Make asyncio done callbacks consistent between Futures and Tasks (original) (raw)
February 16, 2024, 8:14pm 1
With asyncio tasks, the done callbacks are called by the time they are awaited. However, a future’s callbacks are instead scheduled separately on the event loop with call_soon
. So by the time a future has been awaited, its done callback has not been called.
Having used tasks more frequently, I found this really unintuitive. The problem I ran into is an event loop that was starved by many already-complete futures. Even though I’m calling await future
, its not actually awaiting anything and going back to the event loop; so all those done callbacks kept piling up and eating up memory.
My proposal would be to make futures resolve their callbacks whenever the future is first awaited. That gives the same behavior as tasks, its intuitively how we think of await (e.g. all processing, including callbacks have completed), and doesn’t have the problem with callbacks piling up.

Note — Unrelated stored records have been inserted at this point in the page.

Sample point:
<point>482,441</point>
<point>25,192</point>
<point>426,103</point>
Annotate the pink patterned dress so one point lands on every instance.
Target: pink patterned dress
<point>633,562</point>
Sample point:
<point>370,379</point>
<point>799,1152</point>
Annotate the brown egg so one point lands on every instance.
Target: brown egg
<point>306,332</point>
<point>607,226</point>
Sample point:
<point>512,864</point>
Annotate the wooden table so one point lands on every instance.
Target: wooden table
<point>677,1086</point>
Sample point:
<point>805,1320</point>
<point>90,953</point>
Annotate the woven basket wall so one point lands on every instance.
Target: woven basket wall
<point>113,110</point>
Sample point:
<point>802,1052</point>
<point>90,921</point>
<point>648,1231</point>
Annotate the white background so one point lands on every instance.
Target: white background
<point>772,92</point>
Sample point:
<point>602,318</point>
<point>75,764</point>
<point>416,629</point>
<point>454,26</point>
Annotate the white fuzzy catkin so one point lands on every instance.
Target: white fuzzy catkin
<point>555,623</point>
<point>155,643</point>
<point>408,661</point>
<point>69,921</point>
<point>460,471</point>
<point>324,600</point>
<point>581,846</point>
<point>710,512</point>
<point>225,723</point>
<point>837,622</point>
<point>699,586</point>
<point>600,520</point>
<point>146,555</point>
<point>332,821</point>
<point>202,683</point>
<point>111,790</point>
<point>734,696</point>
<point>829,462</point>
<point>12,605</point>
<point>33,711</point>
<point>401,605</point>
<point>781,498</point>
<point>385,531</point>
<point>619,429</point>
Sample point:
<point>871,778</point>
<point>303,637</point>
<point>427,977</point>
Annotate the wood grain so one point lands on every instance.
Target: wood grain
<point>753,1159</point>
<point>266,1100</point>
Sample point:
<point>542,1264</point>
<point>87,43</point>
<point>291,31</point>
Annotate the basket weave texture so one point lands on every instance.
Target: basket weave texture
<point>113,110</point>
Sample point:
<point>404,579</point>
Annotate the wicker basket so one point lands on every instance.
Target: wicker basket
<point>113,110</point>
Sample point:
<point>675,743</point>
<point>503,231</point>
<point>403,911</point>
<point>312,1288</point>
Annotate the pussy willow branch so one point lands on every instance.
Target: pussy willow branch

Simple example of the inconsistency:
import asyncio
async def main():
# using future
future = asyncio.get_running_loop().create_future()
future.add_done_callback(lambda r: print("future done callback"))
future.set_result("done")
print("future processed")
await future
print("future awaited (1)")
await future
print("future awaited (2)")
# using task
async def coroutine():
print("task processed")
task = asyncio.create_task(coroutine())
task.add_done_callback(lambda r: print("task done callback"))
await task
print("task awaited (1)")
await task
print("task awaited (2)")
asyncio.run(main())
Output:
future processed
future awaited (1)
future awaited (2)
future done callback
task processed
task done callback
task awaited (1)
task awaited (2)
elis.byberi (Elis Byberi) February 16, 2024, 10:57pm 2
…the callback is called as soon as the task is done, regardless of whether you have awaited the task or not.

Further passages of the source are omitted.